Trimble claims sanctions can make deal

The Ulster Unionist Party leader, Mr David Trimble, has said the sanctions he is seeking on parties who breach the Belfast Agreement…

The Ulster Unionist Party leader, Mr David Trimble, has said the sanctions he is seeking on parties who breach the Belfast Agreement stop short of exclusion from the Northern Ireland Executive.

Stating the "nuclear option" of exclusion was already embraced in the agreement, Mr Trimble said in a speech last night that a mechanism to sanction parties who break a commitment to non-violence would only strengthen the pact.

In contrast to Sinn Féin, which says the sanctions issue is a "deal-breaker" in efforts to revive the power-sharing Executive ahead of elections in May, Mr Trimble said before his speech that sanctions were a "deal-maker".

After meeting the Taoiseach, Mr Ahern, at Government Buildings yesterday afternoon, Mr Trimble told journalists that time was running very short for an agreement.
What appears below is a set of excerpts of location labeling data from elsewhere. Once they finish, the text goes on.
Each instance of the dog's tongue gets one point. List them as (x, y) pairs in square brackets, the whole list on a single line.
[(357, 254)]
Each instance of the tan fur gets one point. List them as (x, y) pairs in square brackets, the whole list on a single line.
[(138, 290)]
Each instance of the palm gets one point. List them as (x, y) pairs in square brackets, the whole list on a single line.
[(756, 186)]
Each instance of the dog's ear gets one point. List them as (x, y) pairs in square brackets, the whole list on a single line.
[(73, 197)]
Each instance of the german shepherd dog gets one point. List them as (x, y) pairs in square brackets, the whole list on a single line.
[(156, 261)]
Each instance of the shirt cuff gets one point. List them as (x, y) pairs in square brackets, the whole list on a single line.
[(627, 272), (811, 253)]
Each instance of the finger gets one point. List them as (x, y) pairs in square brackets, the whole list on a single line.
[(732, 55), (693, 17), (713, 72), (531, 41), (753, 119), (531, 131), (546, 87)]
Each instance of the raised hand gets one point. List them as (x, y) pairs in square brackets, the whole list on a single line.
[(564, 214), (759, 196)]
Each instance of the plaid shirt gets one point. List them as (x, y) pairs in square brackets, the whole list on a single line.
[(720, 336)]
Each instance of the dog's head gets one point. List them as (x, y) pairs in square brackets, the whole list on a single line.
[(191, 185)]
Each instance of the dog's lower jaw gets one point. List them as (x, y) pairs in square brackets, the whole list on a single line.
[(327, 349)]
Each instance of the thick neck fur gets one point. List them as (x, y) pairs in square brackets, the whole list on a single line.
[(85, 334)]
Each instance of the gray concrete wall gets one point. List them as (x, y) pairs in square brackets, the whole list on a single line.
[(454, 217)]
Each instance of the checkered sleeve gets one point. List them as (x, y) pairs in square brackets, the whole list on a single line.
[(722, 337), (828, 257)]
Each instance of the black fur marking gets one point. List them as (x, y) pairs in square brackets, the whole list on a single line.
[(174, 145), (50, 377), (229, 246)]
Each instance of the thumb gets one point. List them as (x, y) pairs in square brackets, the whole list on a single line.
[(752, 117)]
He hoped there would be "significant developments" in the next week at the most.

READ MORE

As efforts intensify in the run-up to the fifth anniversary of the agreement next month, Mr Ahern said decisions would be made next week when the Irish and British governments publish their joint position paper.

He hoped talks involving all the pro-agreement parties and the two governments could take place before Easter, probably in the second week of April.
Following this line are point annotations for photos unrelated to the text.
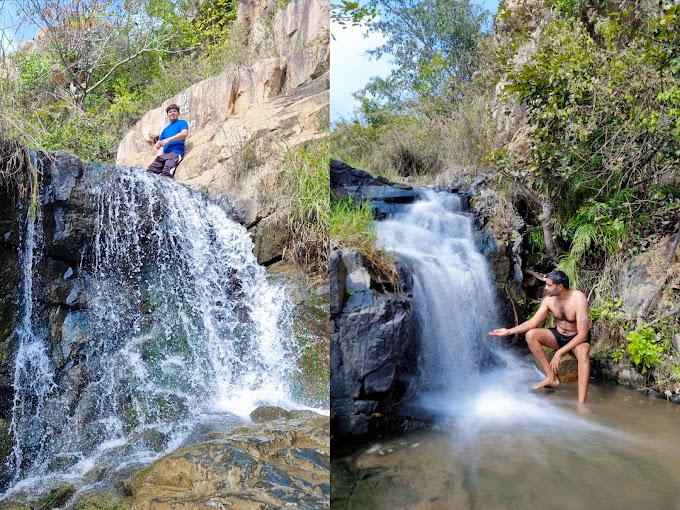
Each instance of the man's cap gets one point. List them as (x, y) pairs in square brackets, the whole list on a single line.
[(559, 278)]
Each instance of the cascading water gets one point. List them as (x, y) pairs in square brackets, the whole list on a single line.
[(496, 443), (453, 297), (180, 324)]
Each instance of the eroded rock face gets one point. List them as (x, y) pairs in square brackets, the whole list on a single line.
[(244, 119), (285, 462), (372, 350)]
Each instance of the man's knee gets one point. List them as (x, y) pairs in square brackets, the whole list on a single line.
[(531, 336), (582, 352)]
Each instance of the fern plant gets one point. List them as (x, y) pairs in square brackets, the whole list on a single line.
[(644, 352)]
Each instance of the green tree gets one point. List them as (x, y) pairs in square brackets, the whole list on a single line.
[(92, 39), (434, 45), (601, 128)]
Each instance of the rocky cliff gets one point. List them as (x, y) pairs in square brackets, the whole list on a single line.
[(242, 121)]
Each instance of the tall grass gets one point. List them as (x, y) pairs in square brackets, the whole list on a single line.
[(302, 196), (352, 226)]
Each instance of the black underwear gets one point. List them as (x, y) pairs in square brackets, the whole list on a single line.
[(564, 340)]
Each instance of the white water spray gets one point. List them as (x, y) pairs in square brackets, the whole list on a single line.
[(180, 323)]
Mr Trimble wanted the republican movement to state that its war was over and that IRA "will no longer be a private army". This should be made "absolutely clear" but in "whatever way" the movement chose.

He called for a decisive resumption of decommissioning, and said Sinn Féin should indicate that it would "support policing" and law, rather than subvert it.

Though sanctions are the major issue of disagreement, Mr Trimble said in his speech at Trinity College, Dublin, to the Irish Association for Cultural, Economic and Social Relations, that such a regime was in keeping with the spirit of the agreement.

"It is simply not true to say that the agreement contains no sanctions. The sanction is there and it is a stiff one. It is contained in Section 25 of the Strand One section of the agreement. The sanction is exclusion from office. So there is a sanction. The problem arises from the mechanism."

The "best way forward" was for the two sections of the community to work together in government. The adoption of a sanctions regime would provide insulation from short-term political pressures.

"The experience of working together in government was - given the depth of past bitterness - surprisingly positive. The reason the Assembly has fallen has nothing to do with bad internal dynamics. For all its complexities, the new Stormont worked reasonably well - not perfectly, but reasonably well - as did the North-South framework. We got the structures there right in 1998."

On the war in Iraq, Mr Trimble said the regime was in material breach of UN Resolution 1441 when military action began. The US had moved "slowly, deliberately and proportionately", he said. "If Resolution 1441 is right, ensuring compliance with it is also right."

Mr Trimble also raised the Republic's relations with the EU. "EU accession was about Ireland integrating with the wider world and while I understand the Irish desire to identify with France and Germany, does Ireland want to line up with Old Europe or New Europe? These are not questions for me to answer, merely to raise."